Highly
conductive carbonaceous nanomaterials derived from biomass
fibers (e.g., loofah) have been extensively employed in flexible sensors.
Nonetheless, the even texture of the carbonized loofah (CL) constrained
the contact surface area with adjacent fibers, given its conductivity.
Herein, the CL interlocked by the reduced graphene oxide (rGO) nanosheets
was employed to construct highly conductive hydrogel, which served
as the sensor module and triboelectric nanogenerator (TENG) module
in a self-powered sensing system. Originating from the π–π
interaction, the rGO can be firmly fixed on the surface of CL and
act as a bridge to reduce the electron transfer gap, thereby resulting
in accelerated electron transport.

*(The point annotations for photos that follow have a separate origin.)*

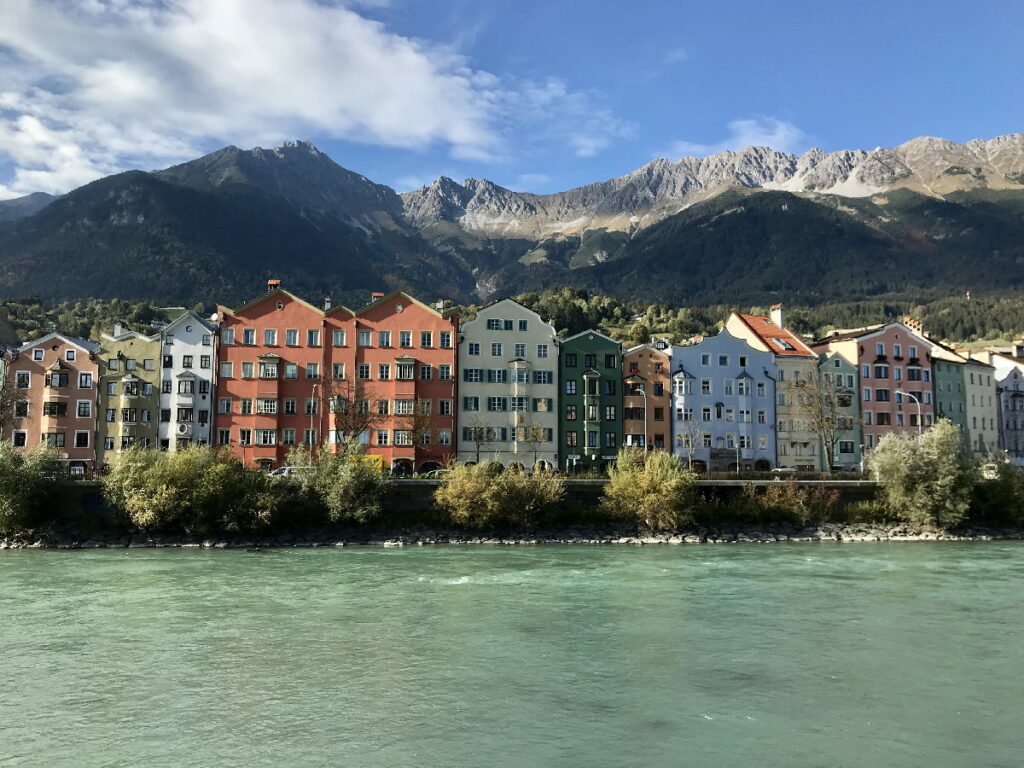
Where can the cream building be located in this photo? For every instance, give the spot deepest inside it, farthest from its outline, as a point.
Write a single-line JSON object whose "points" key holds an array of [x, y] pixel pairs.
{"points": [[508, 387]]}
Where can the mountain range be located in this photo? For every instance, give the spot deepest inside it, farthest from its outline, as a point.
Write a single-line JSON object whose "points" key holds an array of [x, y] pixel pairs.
{"points": [[927, 218]]}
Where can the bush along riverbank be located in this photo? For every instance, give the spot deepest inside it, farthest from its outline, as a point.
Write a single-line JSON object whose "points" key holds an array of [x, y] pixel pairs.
{"points": [[928, 489]]}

Compared to pristine CL hydrogel,
the electrical conductivity of CL@rGO hydrogel was improved from 28.5
S/m to 55.2 S/m and exhibits improved performance in terms of electrical
output when incorporated into TENG and sensor devices. The built-up
CL@rGO sensor exhibited remarkable durability for more than 10,000
cycles, maximum gauge factor (GF) of 16021 and rapid response time
of 20 ms. Due to these attributes, the sensor is capable of efficiently
monitoring the capacity for complex human activities. CL@rGO exhibits
considerable potential across multiple domains, encompassing wearable
electronics, artificial intelligence devices and human-machine interaction,
owing to its adaptable characteristics.